Last entry half an hour before closing.
A true archaeological and agricultural jewel in the Valle dei Templi (now returned to splendour after decades of abandon) Giardino della Kolimbethra is an extraordinary place for the magical blend of nature and the wealth of archaeological finds which are still being discovered today. It occupies an area of approximately five hectares inside the Valle dei Templi, within tuff walls making up its natural perimeter, standing between Tempio di Castore e Polluce and Tempio di Vulcano. Many unique plant species grow here, some of which are no longer cultivated today, outside the property.

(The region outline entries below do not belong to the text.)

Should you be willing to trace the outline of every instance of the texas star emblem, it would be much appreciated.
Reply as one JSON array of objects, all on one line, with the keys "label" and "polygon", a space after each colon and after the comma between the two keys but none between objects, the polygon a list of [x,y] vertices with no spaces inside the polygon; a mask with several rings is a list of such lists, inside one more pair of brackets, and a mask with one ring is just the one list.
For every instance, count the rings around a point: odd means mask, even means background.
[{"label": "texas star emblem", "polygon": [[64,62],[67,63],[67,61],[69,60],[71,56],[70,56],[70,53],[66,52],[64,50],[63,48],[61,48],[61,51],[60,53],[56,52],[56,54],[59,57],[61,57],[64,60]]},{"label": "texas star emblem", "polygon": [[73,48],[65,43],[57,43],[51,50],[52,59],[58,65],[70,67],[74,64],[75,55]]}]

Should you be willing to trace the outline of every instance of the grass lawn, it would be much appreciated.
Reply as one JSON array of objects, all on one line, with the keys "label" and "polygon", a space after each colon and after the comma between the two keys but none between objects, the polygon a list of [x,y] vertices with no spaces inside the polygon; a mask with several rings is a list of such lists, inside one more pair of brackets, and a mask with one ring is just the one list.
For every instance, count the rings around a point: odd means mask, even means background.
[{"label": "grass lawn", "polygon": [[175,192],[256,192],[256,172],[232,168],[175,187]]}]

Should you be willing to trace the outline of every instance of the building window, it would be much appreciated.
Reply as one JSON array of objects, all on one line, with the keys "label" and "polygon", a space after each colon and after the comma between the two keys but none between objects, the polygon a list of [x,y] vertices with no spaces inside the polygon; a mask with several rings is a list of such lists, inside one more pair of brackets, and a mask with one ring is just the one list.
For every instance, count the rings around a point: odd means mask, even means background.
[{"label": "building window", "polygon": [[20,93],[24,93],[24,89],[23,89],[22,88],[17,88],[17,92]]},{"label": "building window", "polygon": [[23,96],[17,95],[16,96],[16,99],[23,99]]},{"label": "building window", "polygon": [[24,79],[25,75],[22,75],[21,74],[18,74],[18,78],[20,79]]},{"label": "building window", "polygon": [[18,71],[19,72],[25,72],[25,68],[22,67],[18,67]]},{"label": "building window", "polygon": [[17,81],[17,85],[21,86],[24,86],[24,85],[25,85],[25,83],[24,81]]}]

The origins of the Garden date back to the period when the Greeks colonised Sicily (500 B.C.) and its history is linked to the development of the ancient city of Akragas which once stood on the plateau of the Atenea cliff. Diodoro Siculo wrote that the tyrant Terone
engaged architect Feace to design a system to supply the city with water. Thanks to this new system of channels, the Greeks of Akragas were able to transform the arid Sicilian earth into a flourishing garden rich with Mediterranean plants. The ancient underground works (or Feace aqueducts), which still bubble with clear water used for irrigation, can still be visited today in the Valley of Temples and date back to the 5th century B.C., when they fed the ancient swimming pool (Kolymbethra). In the last decades of the 1900s, due to the old farmers’ inactivity, Kolymbethra fell into a state of abandon until FAI - Fondo Ambiente Italiano (The National Trust for Italy) intervened. The Garden was granted under concession by Regione Siciliana to FAI, which undertook the extensive landscaping renovation work to return to public enjoyment an important historic, artistic and naturalistic wonder of our civilisation.